Is this a know thing? Is there a way to help with this, or diagnos it better?
A couple things:
1) I am running at 60 fps.
2) I do a LOT of dynamic allocations and discarding (its an endless, procedural game).
3) Stat(1) returns about .3 in best case, and .6 in worst case. Does stat(1) account for FPS target or is .6 on 60fps .1 over budget?
4) It runs totally smooth in Edge Browser, but buttons don't work properly (missing release events i think) and image is blurry (not using point filter).
Thanks!
Here's the game:
I believe at 60fps the cpu value is doubled, so 1 is equal to 100% at 60fps (and not 100% @30)
Generating garbage during a frame is known to cause trouble in pico-8 (it's a general issue with most GC'ed languages and programs with hard timing constraints, like games). Unfortunately I can't find the thread about that right now - I think it was about particles. In a nutshell, it's better to re-use 'dead' objects rather than freeing and allocating new objects.

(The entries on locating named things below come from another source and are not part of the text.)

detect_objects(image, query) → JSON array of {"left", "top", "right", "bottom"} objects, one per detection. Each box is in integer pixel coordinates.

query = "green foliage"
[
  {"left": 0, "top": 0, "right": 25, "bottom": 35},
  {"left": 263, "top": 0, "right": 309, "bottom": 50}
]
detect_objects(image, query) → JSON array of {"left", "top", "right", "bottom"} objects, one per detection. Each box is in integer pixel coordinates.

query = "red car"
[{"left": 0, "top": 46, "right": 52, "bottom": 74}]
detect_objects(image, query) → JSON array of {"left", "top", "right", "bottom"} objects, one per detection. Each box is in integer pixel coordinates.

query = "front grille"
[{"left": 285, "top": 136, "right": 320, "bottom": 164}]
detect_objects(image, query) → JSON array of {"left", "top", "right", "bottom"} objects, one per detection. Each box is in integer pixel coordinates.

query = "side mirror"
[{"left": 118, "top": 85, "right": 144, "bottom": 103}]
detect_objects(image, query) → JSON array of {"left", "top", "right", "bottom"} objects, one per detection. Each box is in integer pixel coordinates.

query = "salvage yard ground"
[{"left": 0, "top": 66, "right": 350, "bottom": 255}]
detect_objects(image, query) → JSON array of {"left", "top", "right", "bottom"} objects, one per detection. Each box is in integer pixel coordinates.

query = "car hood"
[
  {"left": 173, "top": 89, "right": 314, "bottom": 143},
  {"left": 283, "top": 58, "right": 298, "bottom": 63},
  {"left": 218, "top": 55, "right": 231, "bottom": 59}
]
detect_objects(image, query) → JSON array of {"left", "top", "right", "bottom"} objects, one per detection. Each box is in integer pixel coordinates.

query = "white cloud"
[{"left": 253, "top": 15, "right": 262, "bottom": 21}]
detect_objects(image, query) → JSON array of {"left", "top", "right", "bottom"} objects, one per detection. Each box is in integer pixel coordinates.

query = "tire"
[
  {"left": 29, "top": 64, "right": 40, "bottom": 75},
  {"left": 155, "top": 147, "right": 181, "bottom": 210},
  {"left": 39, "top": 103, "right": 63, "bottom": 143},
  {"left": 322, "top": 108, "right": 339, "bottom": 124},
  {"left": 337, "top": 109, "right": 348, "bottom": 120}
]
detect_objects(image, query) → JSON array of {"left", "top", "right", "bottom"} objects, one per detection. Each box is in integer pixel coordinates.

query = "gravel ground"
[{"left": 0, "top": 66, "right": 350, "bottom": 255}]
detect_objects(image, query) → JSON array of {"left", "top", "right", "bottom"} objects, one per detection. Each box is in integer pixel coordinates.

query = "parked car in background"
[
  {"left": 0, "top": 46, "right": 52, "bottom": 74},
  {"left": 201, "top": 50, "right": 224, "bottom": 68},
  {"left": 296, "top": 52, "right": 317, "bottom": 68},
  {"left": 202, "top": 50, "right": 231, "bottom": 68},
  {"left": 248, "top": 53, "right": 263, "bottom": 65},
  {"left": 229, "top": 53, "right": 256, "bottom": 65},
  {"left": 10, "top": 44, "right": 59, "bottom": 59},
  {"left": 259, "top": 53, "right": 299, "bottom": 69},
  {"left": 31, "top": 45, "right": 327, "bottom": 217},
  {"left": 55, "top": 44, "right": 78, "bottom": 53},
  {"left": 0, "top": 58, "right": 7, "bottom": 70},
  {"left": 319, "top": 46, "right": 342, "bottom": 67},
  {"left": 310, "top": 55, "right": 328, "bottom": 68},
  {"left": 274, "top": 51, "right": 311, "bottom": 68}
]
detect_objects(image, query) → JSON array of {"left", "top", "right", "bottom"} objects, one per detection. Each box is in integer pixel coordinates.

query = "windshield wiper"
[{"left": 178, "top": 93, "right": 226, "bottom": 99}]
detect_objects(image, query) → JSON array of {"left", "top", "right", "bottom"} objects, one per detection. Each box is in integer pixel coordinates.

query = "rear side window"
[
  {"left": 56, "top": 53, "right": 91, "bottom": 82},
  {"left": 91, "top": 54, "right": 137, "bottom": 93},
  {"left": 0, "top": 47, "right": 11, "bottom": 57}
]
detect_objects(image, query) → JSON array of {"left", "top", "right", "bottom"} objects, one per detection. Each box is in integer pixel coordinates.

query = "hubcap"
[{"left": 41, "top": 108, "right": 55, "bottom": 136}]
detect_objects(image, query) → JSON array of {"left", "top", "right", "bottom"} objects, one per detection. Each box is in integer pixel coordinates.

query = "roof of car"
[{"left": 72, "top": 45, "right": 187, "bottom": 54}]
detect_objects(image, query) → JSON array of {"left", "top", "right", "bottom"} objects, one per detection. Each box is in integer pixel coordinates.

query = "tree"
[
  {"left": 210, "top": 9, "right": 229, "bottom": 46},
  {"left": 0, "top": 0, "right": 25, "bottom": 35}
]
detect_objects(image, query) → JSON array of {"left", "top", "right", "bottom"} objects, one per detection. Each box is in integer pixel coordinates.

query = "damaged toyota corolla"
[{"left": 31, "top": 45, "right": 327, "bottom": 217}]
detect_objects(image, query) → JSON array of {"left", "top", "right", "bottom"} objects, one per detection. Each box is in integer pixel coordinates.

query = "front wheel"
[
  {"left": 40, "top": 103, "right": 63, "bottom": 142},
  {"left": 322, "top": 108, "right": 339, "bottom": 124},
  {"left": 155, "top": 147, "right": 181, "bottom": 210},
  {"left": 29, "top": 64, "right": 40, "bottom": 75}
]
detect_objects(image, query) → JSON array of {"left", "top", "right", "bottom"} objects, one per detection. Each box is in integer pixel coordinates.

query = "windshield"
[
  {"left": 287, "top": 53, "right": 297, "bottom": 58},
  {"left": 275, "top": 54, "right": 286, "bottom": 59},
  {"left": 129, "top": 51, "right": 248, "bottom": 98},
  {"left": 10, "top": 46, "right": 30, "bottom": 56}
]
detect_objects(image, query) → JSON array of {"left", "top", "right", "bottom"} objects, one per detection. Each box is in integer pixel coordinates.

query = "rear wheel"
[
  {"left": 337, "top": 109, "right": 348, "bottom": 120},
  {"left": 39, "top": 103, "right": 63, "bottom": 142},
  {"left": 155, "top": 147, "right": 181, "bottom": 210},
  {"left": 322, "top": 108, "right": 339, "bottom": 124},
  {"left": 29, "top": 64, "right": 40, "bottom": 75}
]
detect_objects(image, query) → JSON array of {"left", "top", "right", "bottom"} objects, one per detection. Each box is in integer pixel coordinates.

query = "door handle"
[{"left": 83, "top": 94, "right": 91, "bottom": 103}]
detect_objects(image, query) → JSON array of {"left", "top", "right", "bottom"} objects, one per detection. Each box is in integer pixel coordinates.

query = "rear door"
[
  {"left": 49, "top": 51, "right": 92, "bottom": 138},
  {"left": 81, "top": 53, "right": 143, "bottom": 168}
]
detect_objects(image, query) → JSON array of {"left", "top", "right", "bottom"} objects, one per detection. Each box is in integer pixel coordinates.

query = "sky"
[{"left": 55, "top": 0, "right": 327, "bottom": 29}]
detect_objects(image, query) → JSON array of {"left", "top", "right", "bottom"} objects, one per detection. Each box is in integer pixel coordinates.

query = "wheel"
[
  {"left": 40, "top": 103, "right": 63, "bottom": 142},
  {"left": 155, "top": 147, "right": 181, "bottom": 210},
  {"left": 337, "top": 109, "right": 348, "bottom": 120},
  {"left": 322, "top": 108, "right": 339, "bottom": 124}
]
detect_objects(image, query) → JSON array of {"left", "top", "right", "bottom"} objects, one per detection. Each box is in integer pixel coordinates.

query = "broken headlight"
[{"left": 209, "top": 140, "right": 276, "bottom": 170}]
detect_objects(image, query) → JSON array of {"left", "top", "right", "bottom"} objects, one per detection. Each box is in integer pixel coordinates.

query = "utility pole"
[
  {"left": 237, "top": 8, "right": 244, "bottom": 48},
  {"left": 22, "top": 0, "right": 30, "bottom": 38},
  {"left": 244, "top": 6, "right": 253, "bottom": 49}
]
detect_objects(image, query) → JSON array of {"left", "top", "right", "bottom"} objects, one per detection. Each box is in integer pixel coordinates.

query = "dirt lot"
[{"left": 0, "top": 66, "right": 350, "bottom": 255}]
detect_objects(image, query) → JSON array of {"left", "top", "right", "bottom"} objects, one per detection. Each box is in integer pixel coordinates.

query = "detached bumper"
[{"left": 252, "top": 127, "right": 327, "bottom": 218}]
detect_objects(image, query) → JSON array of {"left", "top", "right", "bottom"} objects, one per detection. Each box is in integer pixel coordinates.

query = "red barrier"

I guess your allocations are mainly for the new wall segments coming in at the bottom? (and possibly the smoke particles?) If so, those are perfect candidates for ring buffer datastructures & alive/dead flags (respectively), which would probably go a long way towards reducing the amount of temporary allocations you need to do. However, even a single temporary allocation now and then will eventually trigger a garbage collection cycle, so the only way to be totally stutter proof is to hold on to everything you allocate. Easier said than done.
In terms of help diagnosing it further, you could try rendering a graph of the previous x frames' worth of memory and cpu (or logging them to a file and using Excel). Unfortunately it's no longer possible to watch memory get collected using stat(0), but it might still help give you a rough idea of what's going on in there over time.
e.g.
-- tracks the previous 128 frames' worth of cpu/memory renderstats, logframe, memstats, cpustats = false, 0, {}, {} function _update() -- game goes here -- toggle graph rendering on/off with left arrow if (btnp(0)) renderstats = not renderstats end function _draw() cls() -- game goes here cpustats[logframe] = stat(1) -- doing this here means the graph drawing stuff isn't tracked (kinda) memstats[logframe] = stat(0) -- same deal, ish. logframe = (logframe+1)%128 -- acts as a ring buffer 'head'. if renderstats then for x = 0,127 do local index=(logframe+x)%128 pset(x, 63, 8) -- 100% pset(x, 127, 11) -- 0% if index <= #cpustats then pset(x, 63+(1-cpustats[index])*64, 7) -- cpu in white pset(x, 63+(1-memstats[index]/1024) * 64, 12) -- memory in blue end end end end |
Catatafish: Thanks for all that! I actually worked in XNA for a while which had a notoriously brutal GC, which essentially meant you could not make any allocations outside of load time. So I definitely get what you are saying :)
I'll probably focus on general perf, and reusing particles to start and see where that gets me.